David Sacks, the CEO of Zenefits, has just spent the last year cleaning up messy regulatory controversies at his company, culminating in the successful launch of a new version of the human resources app platform last week.

But today, the longtime entrepreneur is apologizing for another uglier controversy from 20 years ago, related to a book he co-authored with high-profile investor Peter Thiel called “The Diversity Myth: Multiculturalism and Political Intolerance on Campus.” It was related to their time as students at Stanford University.

In it, the pair — who both later went onto found PayPal and have each been involved in many successful startups — wrote that date rape was actually more akin to “seductions that were later regretted.” They also noted that efforts to stop it was largely due to a hatred of men.

An article in the Guardian today surfaced the book’s existence again, focusing largely on the perpetually controversial Thiel, who this year alone has sued online media company Gawker out of existence, given a major address in support of presidential candidate Donald Trump at the Republican National Convention and just handed him $1.25 million immediately after allegations of Trump’s sexual misconduct had surfaced.

But I opted to ping Sacks, with whom I have spent a fair amount of time lately talking about Zenefits and who will also be a speaker at the upcoming Code Enterprise conference in November. I noted to him in an email that this did not sound like the person I had been dealing with for a while now.

Sacks agreed. “You're right — this is college journalism written over 20 years ago. It does not represent who I am or what I believe today. I'm embarrassed by some of my former views and regret writing them.”

I’m sure it is hard to see them again, especially a truly disturbing section — and it still is so two decades later — in which the pair called out the university’s sexual assault policy.
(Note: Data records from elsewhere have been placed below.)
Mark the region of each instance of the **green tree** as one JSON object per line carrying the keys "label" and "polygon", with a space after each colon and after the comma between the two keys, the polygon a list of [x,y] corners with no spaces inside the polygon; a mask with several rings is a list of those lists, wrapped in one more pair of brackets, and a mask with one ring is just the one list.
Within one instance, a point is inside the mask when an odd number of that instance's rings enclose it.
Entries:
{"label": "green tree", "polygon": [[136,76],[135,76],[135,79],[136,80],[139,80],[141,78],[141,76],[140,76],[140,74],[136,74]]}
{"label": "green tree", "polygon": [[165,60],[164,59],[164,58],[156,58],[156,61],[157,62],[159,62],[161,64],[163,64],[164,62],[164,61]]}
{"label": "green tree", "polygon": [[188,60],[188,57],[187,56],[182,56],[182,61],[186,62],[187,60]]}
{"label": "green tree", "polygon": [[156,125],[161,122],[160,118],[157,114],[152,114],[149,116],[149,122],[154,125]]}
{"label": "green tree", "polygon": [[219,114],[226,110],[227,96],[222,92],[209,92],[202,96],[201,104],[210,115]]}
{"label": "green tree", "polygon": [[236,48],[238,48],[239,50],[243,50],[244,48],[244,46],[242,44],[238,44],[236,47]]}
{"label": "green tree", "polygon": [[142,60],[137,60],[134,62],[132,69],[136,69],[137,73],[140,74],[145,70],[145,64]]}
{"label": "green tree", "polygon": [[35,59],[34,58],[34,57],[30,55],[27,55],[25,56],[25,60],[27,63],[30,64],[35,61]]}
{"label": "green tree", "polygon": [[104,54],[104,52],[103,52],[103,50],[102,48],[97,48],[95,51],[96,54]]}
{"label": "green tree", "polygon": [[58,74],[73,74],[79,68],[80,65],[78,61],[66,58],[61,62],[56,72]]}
“But since a multicultural rape charge may indicate nothing more than belated regret, a woman might ‘realize’ that she had been ‘raped’ the next day or even many days later. Under these circumstances, it is unclear who should be held responsible. If the alcohol made both of them do it, then why should the woman’s consent be obviated any more than the man’s? Why is all blame placed on the man?”

The book also took aim at a student who claimed she had been raped while intoxicated (“Although [the alleged perpetrator] was clearly guilty of serving alcohol to an underage woman and taking advantage of her resulting lack of judgement, there was no sexual assault.”)

And it also criticized Stanford for a number of cultural changes aimed at improving campus life for minorities, gay and lesbians and women. The pair tried to be geek-clever, noting: “Real diversity requires a diversity of ideas, not simply a bunch of like-minded activists who resemble the bar scene from Star Wars.”

(My opinion: That was an epic bar scene.)

Women also got attacked by Thiel and Sacks when it came to curriculum choices. And they also took issue with people of color talking about racism as it had “become a major cause of debate and friction.”

Sacks said today he regrets all of this and he has certainly shifted his politics far from Thiel’s. According to Federal Election Commission, while he was a supporter of GOP candidate Mitt Romney in 2012 with a $50,000 donation, Sacks has given to a political action committee supporting Democratic presidential candidate Hillary Clinton close to $70,000 in this cycle.